Well, that was only partially right.
Indeed, northern Illinois (where I grew up and was focusing my efforts) did NOT see another strong tornado, or really any severe weather at all--just some rumbles of thunder as the front came through in in the areas of heavy rain that proceeded it. But look at the storm reports from yesterday:
|Fig 1 -- SPC storm reports for Dec. 31, 2010.|
|Fig 2--SPC storm reports for January 7th, 2010.|
|Fig 3 -- SPC storm reports for January 8th, 2010.|
|Fig 4 -- HPC surface objective analysis from 12Z, Dec. 31, 2010.|
|Fig 5 -- HPC Surface analysis for 12Z, Jan 8, 2010.|
|Fig 6 -- HPC surface objective analysis for 00Z, Jan. 1, 2011.|
|Fig 7 -- HPC objective analysis for 00Z, Jan. 9, 2008.|
So we can reasonably see why there was the similarity in Mississippi on both days. So why didn't we see reports in Missouri on both days? My guess is in the differences in the movement and orientation of the more northerly half of the system. First, in figure 5 above, we see that the "cold" front from northern Illinois down through central Missouri is marked as a stationary front at 12Z on Jan. 8th. In fact, this frontal boundary was around since the day before:
|Fig 8 -- HPC Surface objective analysis for 00Z, Jan. 8, 2008.|
|Fig 9 -- KILX sounding from 00Z, Jan 8, 2008.|
|Fig 10 -- Incomplete sounding from KILX at 12Z, Jan 8th, 2008.|
Still, my point is that convection on January 7th in the Saint Louis area probably helped stabilize the atmosphere enough to limit any further convection in that area on January 8th. However, in our event yesterday, there was no convection the previous day and as such everything happened at the same time.

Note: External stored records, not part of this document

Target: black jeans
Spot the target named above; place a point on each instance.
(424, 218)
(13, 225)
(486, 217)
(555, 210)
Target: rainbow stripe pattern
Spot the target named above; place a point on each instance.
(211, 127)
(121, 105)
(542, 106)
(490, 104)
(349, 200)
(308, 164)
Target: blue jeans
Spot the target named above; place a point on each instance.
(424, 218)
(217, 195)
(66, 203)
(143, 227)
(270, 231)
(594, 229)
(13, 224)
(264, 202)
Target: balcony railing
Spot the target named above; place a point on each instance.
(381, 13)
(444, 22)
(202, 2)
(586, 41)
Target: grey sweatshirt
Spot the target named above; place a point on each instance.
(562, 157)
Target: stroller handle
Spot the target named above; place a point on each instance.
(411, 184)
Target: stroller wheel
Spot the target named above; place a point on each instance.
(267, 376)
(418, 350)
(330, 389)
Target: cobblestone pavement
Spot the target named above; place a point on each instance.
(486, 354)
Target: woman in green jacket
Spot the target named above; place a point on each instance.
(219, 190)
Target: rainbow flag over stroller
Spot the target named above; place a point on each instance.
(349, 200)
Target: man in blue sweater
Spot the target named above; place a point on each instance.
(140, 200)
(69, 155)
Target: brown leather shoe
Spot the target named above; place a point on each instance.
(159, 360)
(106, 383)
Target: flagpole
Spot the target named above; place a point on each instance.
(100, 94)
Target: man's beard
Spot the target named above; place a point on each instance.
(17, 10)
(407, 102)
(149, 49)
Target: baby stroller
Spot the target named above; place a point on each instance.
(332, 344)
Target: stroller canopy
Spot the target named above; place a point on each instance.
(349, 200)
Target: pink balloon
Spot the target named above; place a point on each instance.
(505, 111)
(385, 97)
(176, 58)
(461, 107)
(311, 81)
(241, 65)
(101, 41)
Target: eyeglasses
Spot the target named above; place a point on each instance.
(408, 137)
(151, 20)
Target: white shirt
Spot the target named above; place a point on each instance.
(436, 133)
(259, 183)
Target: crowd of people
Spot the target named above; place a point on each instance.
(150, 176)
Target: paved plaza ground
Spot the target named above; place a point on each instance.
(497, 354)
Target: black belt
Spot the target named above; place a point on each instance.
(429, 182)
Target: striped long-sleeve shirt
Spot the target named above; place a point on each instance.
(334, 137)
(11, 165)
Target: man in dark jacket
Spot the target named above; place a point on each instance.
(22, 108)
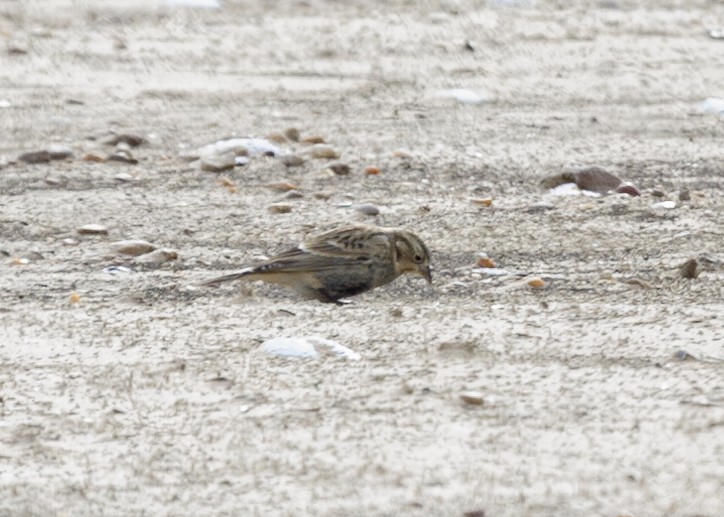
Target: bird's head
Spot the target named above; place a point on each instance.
(412, 255)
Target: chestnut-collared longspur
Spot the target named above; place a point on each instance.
(342, 262)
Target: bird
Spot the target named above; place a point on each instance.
(342, 262)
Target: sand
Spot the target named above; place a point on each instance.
(137, 393)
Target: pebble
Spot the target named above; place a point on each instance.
(306, 347)
(292, 134)
(667, 205)
(486, 201)
(218, 163)
(485, 262)
(117, 270)
(124, 177)
(240, 146)
(277, 138)
(712, 105)
(292, 160)
(536, 282)
(473, 398)
(281, 186)
(52, 152)
(313, 140)
(95, 156)
(401, 153)
(279, 208)
(340, 169)
(324, 151)
(132, 247)
(492, 271)
(690, 268)
(122, 156)
(129, 139)
(227, 184)
(92, 229)
(538, 208)
(367, 209)
(463, 95)
(593, 179)
(158, 256)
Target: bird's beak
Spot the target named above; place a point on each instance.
(426, 272)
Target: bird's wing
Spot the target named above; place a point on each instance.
(330, 250)
(350, 243)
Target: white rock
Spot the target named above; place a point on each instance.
(133, 247)
(463, 95)
(306, 347)
(664, 204)
(712, 105)
(197, 4)
(251, 146)
(571, 189)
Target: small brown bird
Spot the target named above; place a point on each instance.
(342, 262)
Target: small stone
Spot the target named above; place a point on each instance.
(17, 46)
(158, 256)
(367, 209)
(683, 355)
(124, 177)
(227, 183)
(401, 153)
(463, 95)
(53, 152)
(126, 138)
(279, 208)
(324, 151)
(628, 188)
(306, 347)
(292, 160)
(485, 262)
(277, 138)
(292, 134)
(474, 398)
(486, 201)
(92, 229)
(281, 186)
(340, 169)
(313, 140)
(132, 247)
(218, 163)
(667, 205)
(536, 282)
(94, 156)
(690, 268)
(538, 208)
(122, 156)
(293, 195)
(592, 179)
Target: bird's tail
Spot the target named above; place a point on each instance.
(228, 278)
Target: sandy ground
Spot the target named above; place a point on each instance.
(147, 396)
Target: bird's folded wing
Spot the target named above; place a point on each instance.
(301, 261)
(350, 243)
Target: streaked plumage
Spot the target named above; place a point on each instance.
(342, 262)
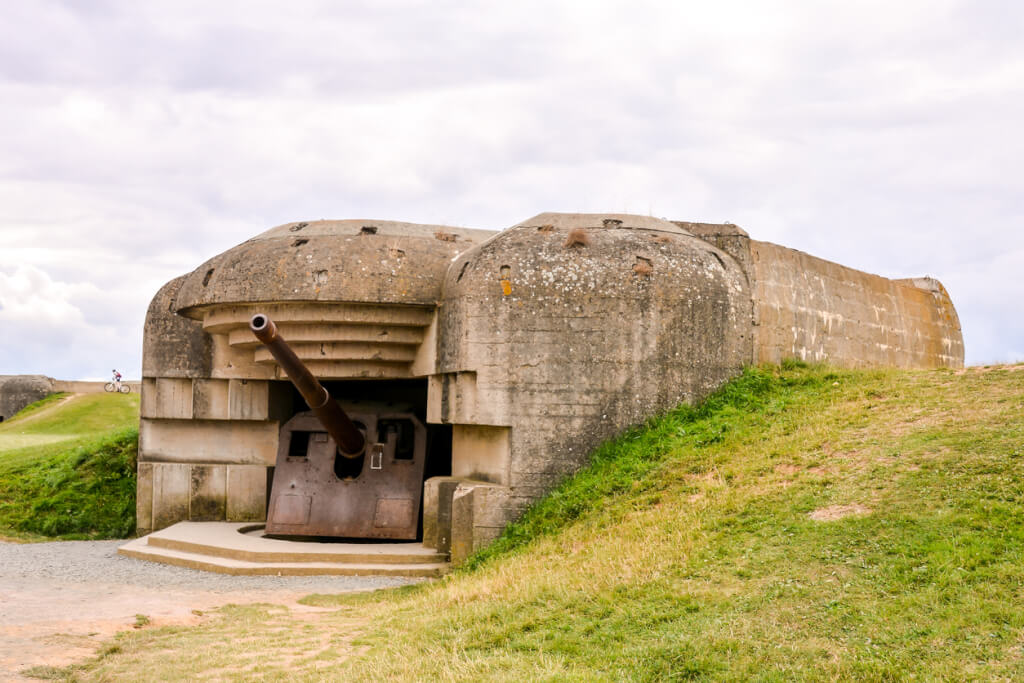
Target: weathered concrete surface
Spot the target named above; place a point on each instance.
(535, 344)
(16, 391)
(366, 261)
(570, 327)
(813, 309)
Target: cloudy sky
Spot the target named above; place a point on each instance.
(139, 138)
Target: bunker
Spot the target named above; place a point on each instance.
(477, 368)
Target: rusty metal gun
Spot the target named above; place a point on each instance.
(349, 439)
(363, 478)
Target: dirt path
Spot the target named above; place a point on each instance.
(60, 601)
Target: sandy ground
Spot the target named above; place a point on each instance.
(58, 611)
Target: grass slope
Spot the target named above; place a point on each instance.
(68, 468)
(802, 524)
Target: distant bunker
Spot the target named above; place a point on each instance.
(479, 368)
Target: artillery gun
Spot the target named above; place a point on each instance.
(347, 474)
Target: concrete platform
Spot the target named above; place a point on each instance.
(242, 549)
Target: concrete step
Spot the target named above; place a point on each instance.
(241, 549)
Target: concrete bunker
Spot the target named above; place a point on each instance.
(495, 361)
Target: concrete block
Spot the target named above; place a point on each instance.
(210, 441)
(147, 399)
(249, 399)
(207, 499)
(210, 399)
(171, 486)
(479, 512)
(173, 398)
(143, 499)
(481, 453)
(437, 493)
(246, 493)
(462, 524)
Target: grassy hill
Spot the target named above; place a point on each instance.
(68, 468)
(802, 524)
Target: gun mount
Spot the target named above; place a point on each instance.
(336, 475)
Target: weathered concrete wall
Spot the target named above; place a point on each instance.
(354, 299)
(813, 309)
(564, 330)
(16, 391)
(537, 344)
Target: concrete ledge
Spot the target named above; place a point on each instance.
(241, 549)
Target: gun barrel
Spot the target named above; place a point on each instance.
(349, 439)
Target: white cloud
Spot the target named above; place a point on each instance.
(161, 133)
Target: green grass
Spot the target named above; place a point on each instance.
(68, 468)
(802, 524)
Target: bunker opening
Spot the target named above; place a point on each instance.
(353, 455)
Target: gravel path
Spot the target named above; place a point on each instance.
(58, 601)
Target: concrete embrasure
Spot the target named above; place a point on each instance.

I wanted to compare upper air charts as well (since they are remarkably different) for these two events, but this is already a long post and apparently Blogger has an image limit of 10 per post that I was not aware of. So, I'll do another quick post tomorrow to finish this up and compare the upper air patterns. For a brief preview of that, though the depth and placement of the troughs are vastly different, the upper-air winds over our areas of interest are very similar. So in terms of shear and any other sort of forcing due to jet streak divergence aloft and whatnot, things are actually rather similar, even though the overall patterns themselves are rather different.
But anyhow, that was a look at how two wintertime severe weather outbreaks were actually very similar in terms of their structure and timing (at least at the surface). I want to especially thank Tim Supinie for suggesting that I look into this. Since there was no severe weather yesterday in northern Illinois I had originally not thought to revisit the comparison, but this look back does highlight some nice similarities between the two events.